Usually, self fulfilling prophecies are not my thing but I recently heard that a startup bought an AI algorithm from someone who learnt how to predict whether a certain property would sell again next year. Quite an interesting application. Just with land registry data made publicly available by the government. I must do something similar. Must tap in the power of Python and Machine Learning and pursue something so I can later sell. But will it count, the jury is out there to get me.
Two weeks since I started scraping the Land Registry website and ingesting big csv files to meet the hunger of my machine learning pipeline. I need to train the model with model data and this is proving to be a more difficult challenge than initially thought. I need a way to persist all this data and the database connection is eating some parts of my resources. I wonder if this will ever see the light of day. Oh. and I still have no regression method or formula.
Finding Theta One
To this day, I can’t accurately describe the feeling and acute joy when I first found theta one. Every model needs to have a function to run your regression against. I was always betting for a linear regression of sorts. It sells or it doesn’t, it’s above the market price or below and doing it accurately with a high degree of certainty. Think about it as dragging a line in the sand and knowing where next X and Y coordinates unfold. Indeed you feel like a magician holding their wand predicting a blip in the not so distant future, a characterisation of the past whilst training in the present. This all entangling knot of possibility and appeal, more than an ego mayo sandwich eaten on a broken barge. But this feeling, this feeling when I saw O(x,y) scrambled in the little muddy black book, dampened with sorrow and forgetfulness of the not so distant boats and riverside bird poop and attractions and tourists far too ignorant to see the marvellous machine modelling techniques presented in this little black book. Oh, indeed, turning the page and one could find the Divine Comedy written inside it, for whatever one dreamed of this magic little black book seemed to yield. It could magically materialise pictures, thoughts, sounds and movies, formulas or alchemic constructs, golden plate rods or tarot spreads. It was all forming, never ending full of glitter, a few sparkles and mostly symbols with plain Persian ink, in a blue of tattoos done in the sea, by a loving sea man. This is indeed an accurate collection of finding Theta One. And this was not some transcendental feeling of finding God or your lost wallet or a 20 dollar bill. This was finding whatever you would up your mind against.

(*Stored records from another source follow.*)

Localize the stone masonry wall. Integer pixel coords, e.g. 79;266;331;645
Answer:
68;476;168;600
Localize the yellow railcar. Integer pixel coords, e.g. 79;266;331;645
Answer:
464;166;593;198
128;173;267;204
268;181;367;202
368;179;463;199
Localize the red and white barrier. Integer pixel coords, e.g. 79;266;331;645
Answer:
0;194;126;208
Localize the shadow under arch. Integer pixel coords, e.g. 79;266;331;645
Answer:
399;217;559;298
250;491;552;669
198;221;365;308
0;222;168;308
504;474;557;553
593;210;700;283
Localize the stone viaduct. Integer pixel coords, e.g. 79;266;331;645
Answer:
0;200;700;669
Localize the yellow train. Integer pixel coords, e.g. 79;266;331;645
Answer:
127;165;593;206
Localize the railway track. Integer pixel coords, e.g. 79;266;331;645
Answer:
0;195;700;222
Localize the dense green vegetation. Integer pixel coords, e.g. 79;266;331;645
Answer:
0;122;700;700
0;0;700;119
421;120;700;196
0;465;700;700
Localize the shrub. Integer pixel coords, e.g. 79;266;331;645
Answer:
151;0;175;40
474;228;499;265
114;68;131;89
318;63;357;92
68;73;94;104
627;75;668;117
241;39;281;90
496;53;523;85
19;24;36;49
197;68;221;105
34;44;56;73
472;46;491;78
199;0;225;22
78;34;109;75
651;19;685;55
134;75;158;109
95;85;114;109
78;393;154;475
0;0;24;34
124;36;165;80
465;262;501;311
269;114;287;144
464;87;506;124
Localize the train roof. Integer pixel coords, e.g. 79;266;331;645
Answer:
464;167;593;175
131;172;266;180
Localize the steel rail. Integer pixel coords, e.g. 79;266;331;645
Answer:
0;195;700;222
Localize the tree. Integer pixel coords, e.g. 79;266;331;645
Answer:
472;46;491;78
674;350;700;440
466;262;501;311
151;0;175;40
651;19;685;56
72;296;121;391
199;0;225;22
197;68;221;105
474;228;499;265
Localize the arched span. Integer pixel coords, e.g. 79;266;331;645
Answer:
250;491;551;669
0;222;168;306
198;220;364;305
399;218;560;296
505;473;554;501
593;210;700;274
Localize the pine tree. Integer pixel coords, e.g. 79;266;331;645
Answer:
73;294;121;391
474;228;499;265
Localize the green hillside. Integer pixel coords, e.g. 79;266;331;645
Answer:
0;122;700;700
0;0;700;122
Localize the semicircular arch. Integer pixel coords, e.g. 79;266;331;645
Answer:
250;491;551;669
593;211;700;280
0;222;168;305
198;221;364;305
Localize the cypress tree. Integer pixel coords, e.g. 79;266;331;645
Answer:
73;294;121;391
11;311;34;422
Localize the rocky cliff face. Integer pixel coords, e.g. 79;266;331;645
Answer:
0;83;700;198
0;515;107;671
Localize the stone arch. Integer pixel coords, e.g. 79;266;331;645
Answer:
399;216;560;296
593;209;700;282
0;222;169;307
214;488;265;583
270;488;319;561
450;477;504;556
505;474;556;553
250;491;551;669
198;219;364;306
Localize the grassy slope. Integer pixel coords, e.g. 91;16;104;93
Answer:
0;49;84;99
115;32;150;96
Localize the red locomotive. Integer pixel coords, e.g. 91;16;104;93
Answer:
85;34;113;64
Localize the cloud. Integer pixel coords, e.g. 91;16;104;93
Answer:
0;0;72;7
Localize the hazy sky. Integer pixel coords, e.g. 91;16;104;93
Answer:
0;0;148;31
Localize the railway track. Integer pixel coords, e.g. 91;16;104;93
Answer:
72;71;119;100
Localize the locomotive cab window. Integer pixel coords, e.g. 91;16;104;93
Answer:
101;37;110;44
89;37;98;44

Ever since winning the AI contest
After I won the AI contest with the help of my Little Black Book, my algorithm was bought by a London property startup. AgentGet bought it for $20,000, and if you convert that in pounds is even less. I am writing these lines from Crete, the Greek island. Whilst not only enjoying a healthy Mediteranean diet, I am also enjoying the diary as much as it enjoys myself. We are a symbiosis, a living organism which has become one. I think I see Socrates. I wave. He listens. I bow. We both smile.